/Millions Of Renters Expect to Be Kicked Out After Eviction Ban Ends

Millions Of Renters Expect to Be Kicked Out After Eviction Ban Ends

First, legislation that was absurdly and deliberately mislabeled as “student debt forgiveness” was enacted by Joe Biden and congressional Democrats.

Approximately 8.5 million individuals were behind on their rent as of the end of August, according to Census Bureau statistics, as numerous eviction moratoriums expire and rent payment help programs come to an end nationwide.

Nearly four million of the 8.5 million tenants report that they are somewhat or extremely likely to be evicted within the next two months. Because people have been taught to believe housing is a right, regardless of one’s capacity to pay for it, requests for rent cancellation might thus be the next major Democratic wealth-redistribution hoax.

When eviction moratoria permitted their tenants to remain in the property and not make payments, often for years, landlords in Southern California have highlighted the horrific situations they found themselves in.

One Pasadena couple claimed that their tenant had leased a new car, regularly purchased new clothing, and had food delivered, but they had been unable to collect rent from them for months. Another couple bought a property in Carson, close by, last summer. They were still unable to move in months later because the prior owner’s renter would not go. Another couple in Riverside, California, was unable to move into their new home because the sellers remained in the property for more than a year as squatters.

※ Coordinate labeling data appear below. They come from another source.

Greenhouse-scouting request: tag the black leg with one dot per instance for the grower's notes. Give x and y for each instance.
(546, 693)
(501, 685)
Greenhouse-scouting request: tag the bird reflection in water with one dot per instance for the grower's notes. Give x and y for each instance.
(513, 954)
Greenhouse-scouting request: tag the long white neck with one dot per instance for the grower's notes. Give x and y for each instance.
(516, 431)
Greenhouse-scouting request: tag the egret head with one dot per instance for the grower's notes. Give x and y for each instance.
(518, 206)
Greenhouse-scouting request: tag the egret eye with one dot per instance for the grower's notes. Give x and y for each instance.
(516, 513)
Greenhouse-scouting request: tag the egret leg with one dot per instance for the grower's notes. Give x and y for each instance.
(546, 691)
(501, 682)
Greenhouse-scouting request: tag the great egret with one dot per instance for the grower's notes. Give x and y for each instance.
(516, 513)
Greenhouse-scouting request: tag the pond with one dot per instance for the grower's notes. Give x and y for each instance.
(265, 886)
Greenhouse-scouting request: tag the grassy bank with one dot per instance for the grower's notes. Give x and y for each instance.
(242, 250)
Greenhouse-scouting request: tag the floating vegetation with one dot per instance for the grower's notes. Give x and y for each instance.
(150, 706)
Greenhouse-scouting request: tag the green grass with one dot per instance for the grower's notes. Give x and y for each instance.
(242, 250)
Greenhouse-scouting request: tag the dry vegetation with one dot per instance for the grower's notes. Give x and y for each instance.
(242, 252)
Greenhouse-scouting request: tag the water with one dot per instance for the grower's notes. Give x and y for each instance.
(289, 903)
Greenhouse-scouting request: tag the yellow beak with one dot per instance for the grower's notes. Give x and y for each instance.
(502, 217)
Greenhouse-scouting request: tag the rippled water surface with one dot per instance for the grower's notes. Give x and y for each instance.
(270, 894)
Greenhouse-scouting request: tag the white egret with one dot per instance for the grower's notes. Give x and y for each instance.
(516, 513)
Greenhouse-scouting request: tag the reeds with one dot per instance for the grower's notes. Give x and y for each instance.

One woman in New York made life miserable for her landlord, who was also her roommate, by living rent-free in the fashionable West Village of Manhattan for more than three years. This week, she was ultimately evicted.

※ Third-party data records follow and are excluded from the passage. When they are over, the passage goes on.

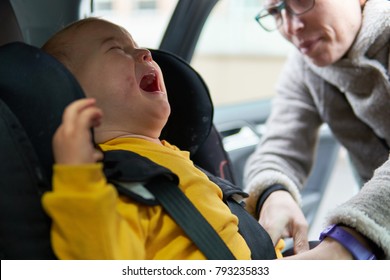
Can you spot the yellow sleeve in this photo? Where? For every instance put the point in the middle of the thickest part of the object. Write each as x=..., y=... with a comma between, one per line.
x=87, y=222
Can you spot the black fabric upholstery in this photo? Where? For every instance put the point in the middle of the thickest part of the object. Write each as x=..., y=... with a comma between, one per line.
x=24, y=226
x=190, y=126
x=36, y=88
x=9, y=26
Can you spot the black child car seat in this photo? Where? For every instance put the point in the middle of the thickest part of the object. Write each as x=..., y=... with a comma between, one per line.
x=34, y=90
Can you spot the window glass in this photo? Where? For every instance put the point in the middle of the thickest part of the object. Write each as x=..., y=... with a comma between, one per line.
x=146, y=20
x=238, y=60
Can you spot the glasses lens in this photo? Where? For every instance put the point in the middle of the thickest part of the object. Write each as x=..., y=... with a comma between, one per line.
x=299, y=7
x=267, y=21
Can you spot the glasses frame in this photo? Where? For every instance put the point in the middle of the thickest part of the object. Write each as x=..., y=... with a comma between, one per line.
x=279, y=7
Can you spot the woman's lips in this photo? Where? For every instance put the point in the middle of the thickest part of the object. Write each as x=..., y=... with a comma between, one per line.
x=307, y=46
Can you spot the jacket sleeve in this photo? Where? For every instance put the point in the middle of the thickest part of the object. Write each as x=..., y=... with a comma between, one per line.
x=285, y=154
x=368, y=211
x=87, y=222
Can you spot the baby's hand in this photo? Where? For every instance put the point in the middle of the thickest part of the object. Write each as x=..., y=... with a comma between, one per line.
x=72, y=142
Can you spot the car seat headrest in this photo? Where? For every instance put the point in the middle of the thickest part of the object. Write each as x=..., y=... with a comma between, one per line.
x=191, y=116
x=36, y=87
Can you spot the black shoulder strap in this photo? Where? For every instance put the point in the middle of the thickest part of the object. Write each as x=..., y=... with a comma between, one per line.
x=163, y=184
x=257, y=239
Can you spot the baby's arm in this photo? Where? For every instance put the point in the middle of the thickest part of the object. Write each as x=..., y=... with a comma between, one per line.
x=87, y=214
x=72, y=142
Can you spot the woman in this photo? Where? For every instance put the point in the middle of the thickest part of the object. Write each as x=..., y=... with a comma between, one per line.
x=339, y=75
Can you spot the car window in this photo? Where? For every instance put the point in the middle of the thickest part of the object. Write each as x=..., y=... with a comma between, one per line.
x=239, y=61
x=146, y=20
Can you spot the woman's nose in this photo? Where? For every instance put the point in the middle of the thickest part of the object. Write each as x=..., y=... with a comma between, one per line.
x=291, y=23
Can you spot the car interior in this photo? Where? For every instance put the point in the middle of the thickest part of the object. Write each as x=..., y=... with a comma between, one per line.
x=30, y=113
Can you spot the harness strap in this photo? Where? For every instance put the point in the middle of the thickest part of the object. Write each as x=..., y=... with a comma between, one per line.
x=181, y=209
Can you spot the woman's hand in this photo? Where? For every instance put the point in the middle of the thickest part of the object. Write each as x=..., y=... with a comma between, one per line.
x=282, y=217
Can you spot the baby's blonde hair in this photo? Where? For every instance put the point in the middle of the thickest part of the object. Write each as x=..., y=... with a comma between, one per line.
x=60, y=44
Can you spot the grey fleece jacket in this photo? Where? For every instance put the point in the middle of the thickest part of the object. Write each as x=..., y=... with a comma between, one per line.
x=353, y=97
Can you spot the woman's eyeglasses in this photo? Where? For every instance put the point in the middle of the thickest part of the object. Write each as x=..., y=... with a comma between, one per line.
x=270, y=18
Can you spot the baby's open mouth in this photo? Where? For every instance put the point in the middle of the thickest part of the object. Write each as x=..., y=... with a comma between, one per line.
x=149, y=83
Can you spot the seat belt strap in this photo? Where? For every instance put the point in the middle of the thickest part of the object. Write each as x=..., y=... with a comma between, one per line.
x=181, y=209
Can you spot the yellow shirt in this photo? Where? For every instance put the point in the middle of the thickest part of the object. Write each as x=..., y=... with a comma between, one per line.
x=91, y=221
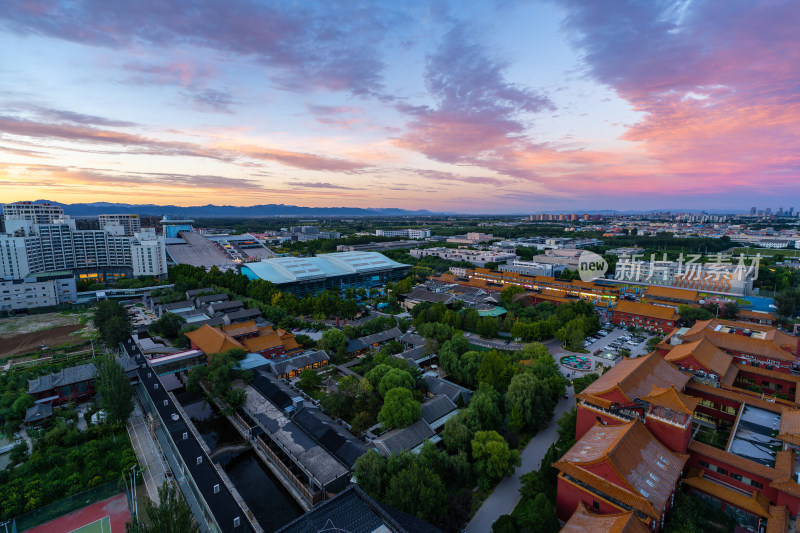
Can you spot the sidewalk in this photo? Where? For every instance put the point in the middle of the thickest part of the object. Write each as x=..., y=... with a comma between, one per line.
x=506, y=495
x=147, y=452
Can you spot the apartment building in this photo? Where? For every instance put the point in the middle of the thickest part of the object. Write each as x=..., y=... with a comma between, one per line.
x=29, y=248
x=131, y=224
x=476, y=257
x=408, y=233
x=43, y=213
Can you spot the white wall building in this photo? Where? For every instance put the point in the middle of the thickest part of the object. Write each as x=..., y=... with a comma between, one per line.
x=36, y=213
x=131, y=223
x=409, y=233
x=36, y=248
x=476, y=257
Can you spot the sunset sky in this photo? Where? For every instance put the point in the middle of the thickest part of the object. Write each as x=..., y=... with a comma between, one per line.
x=474, y=107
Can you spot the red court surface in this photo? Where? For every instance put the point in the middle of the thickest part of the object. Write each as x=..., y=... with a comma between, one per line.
x=116, y=507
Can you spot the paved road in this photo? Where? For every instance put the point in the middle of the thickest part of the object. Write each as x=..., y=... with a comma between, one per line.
x=147, y=452
x=506, y=495
x=494, y=343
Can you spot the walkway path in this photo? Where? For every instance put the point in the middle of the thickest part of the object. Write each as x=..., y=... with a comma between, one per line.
x=147, y=452
x=506, y=495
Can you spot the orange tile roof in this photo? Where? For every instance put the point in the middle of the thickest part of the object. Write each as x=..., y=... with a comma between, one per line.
x=790, y=427
x=755, y=314
x=733, y=460
x=635, y=378
x=778, y=520
x=636, y=456
x=708, y=355
x=659, y=292
x=263, y=342
x=775, y=343
x=740, y=395
x=244, y=328
x=672, y=399
x=642, y=309
x=785, y=376
x=582, y=520
x=212, y=340
x=756, y=504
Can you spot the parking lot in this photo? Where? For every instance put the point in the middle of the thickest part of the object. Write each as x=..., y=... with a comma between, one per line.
x=613, y=342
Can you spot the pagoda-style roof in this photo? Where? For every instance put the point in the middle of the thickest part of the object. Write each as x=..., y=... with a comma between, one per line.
x=646, y=470
x=634, y=378
x=582, y=520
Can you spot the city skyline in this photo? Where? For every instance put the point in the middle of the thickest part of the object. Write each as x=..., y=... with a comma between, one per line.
x=493, y=108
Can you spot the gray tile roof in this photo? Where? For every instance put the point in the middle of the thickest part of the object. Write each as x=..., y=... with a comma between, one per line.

The local government in certain regions, such as Los Angeles County, has also been slow to provide emergency cash to landlords who lost money when renters stopped paying.

Similar stories have been reported all around the country as evictions rise in significant (Democrat-run) cities. Evictions in August were 52 percent over average in Tampa and 90 percent above average in Houston, according to the Eviction Lab at Princeton University. Next up is Minneapolis-St. Rents in Paul, where “peaceful protests” over George Floyd’s passing initially began, were 94% higher than the national average.